Türkiye ve KKTC, Yunanistan ve GKRY tarafından akdedilen antlaşmaları kendi deniz yetki alanlarını ihlal ettiği, Kıbrıs Türklerini ve onların irade ve haklarını yok saydığı gerekçesi ile hukuksuz ve kabul edilemez ilan etmiştir. Yunanistan ve GKRY de Türkiye ve KKTC arasında imzalanan sınırlandırma antlaşmasını, KKTC’nin hukuki olarak “mevcut olmadığı” ve ayrıca GKRY’nin deniz yetki alanlarını ihlal ettiği gerekçeleriyle tanımadıklarını beyan etmiştir.
Tarafların üzerinde hak iddia ettikleri ve diğer bazı devletlerle antlaşma akdetmek suretiyle kendi aralarında kabul ettikleri deniz yetki alanlarının çakışması ve bu sınırların birbiriyle uyumlu hale getirilememeleri sebepleriyle birtakım krizler meydana gelmiştir ve gelmeye de devam etmektedir. Bu krizler genel olarak ihtilaflı bölgelerde sismik araştırma ve sondaj faaliyetleri için ruhsat verme, bu faaliyetlerde bulunulmasını sağlamak için NAVTEX ilan etme, diğer tarafın deniz yetki alanını “ihlal eder” nitelikteki sismik araştırma ve sondaj faaliyetlerini engelleme şeklindedir
TÜRKİYE, YUNANİSTAN VE GKRY’NİN TALEPLERİ VE GEREKÇELERİ
Bölgedeki haklarını Girit, Çoban, Kerpe, Rodos ve Meis adalarına dayandıran Yunanistan, sınırların belirlenmesinde adalar ve ana karalar arasında ayrım gözetilemeyeceğini; bu sebeple en dıştaki adalar veya ana karalar esas alınarak çizilen ortay hattın kıta sahanlığı sınırı olarak belirlenmesi gerektiğini öne sürmektedir.

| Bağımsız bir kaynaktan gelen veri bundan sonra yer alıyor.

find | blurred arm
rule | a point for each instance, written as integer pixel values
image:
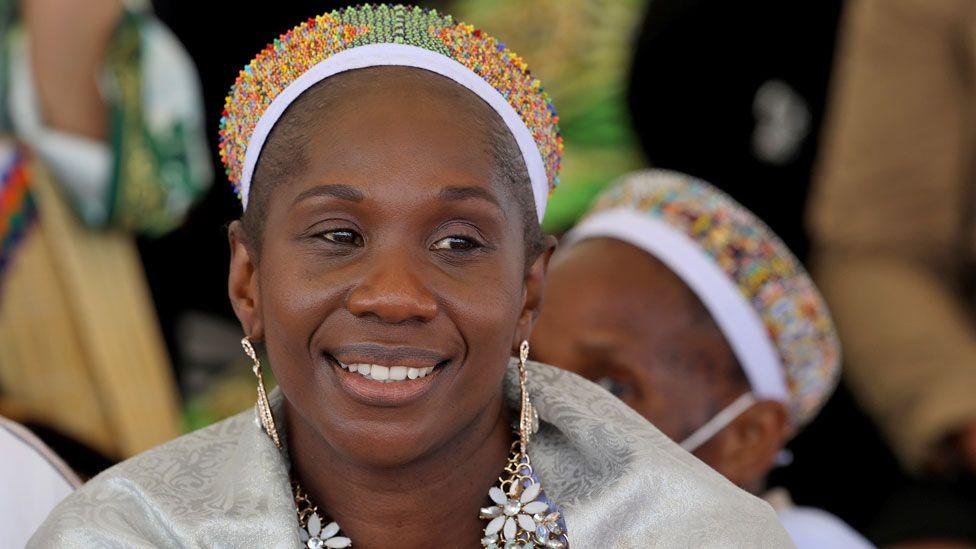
(67, 48)
(892, 205)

GKRY de –Yunanistan’a benzer şekilde– deniz yetki alanlarına sahip olma bakımından ana karalar ile adaların eşit hakka sahip olduğunu iddia etmekte olup aksine bir antlaşma yapılana kadar ortay hattın geçici sınır kabul edileceğini kendi iç hukuk kuralı haline getirmiştir. Böylece Kıbrıs Adası ile Türkiye ülkesi arasındaki sınırın ortay hat olarak kabul edilmesi gerektiğini savunmaktadır. Yunanistan ve GKRY tarafından öne sürülen tezlere göre Türkiye Cumhuriyeti tarafından iddia edilen deniz yetki alanları büyük ölçüde daralmakta, yaklaşık rakamlarla ifade edildiğinde 145 bin kilometrekareden 41 bin kilometrekareye düşmektedir.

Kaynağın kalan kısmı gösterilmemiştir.